Hi everyone, I’m just now really starting to look into Agile
Development, and so I’m trying to gauge what the Rails community’s
preference is in regards to using RSpec versus the built-in Test::Unit.
I haven’t really delved much into testing in the past, I’m sad to say,
but I understand why it’s beneficial to writing maintainable code and I
wish to start in order to become a better developer.
I am starting a new project for a potential business opportunity, and I
would really like to use more agile techniques when designing it to A)
Improve the quality of the code, and B) Improve my own skills since by
and large my experience has been of the “Just hack together something
that works” variety (not by choice, of course).
The biggest hurdle I seem to be facing is that I never seem to know what
to test for.

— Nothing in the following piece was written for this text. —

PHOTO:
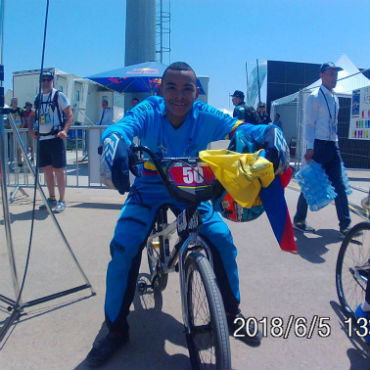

I’ve read a little about Test-Driven Development in the
past, but when I try to do it I always think that I’m testing things
which don’t matter; the blogs and articles I’ve read seem to give both
sides of the coin in regards to this - I’ve seen some say that it’s bad
to test the built-in functionality of Rails (because those would have
their own tests anyway and if something like ActiveRecord, for example,
doesn’t work the right way internally then something is wrong with Rails
itself, and not your code). I’ve also seen a lot of examples that DO
test the built-in functionality, although that might be because they are
tutorials.
In any event, I recently learned about RSpec (actually it was from
reading the book “The Rails Way”, which suggests to use RSpec instead of
Test::Unit), and while Behavior-Driven Development seems a little easier
to grasp due to the English-like syntax, it brings a whole new problem:
Half the time I’m not sure at first what the behavior should be to
begin with - what I mean is that I know in my head what I want to be
able to do, but I have a hard time fleshing it out into a spec. The BDD
style also seems to be heavily in favor of mocking and stubbing as
opposed to Test::Unit which has a test database, which I’ve heard about
but never done so is a little confusing as well. It doesn’t “feel” like
I’m really testing things, since most examples I’ve seen will stub out
the find methods to return predefined values… so how do you know that
it’s returning what you need? I know that you can use fixtures with
RSpec, but I’ve heard that this is basically tacked on instead of
assumed like with the built-in stuff.
As a general rule I try to follow the best practices of the community,
so I can learn from more advanced developers and also have a comparable
skillset for the future. In this case, however, I’m not really sure
which path to take.
Any advice/suggestions would be greatly appreciated. I am still sort of
learning how Rails works… coming from a .NET background, the
conventions are a little confusing at first and seem a little
restrictive, but overall I am enjoying it.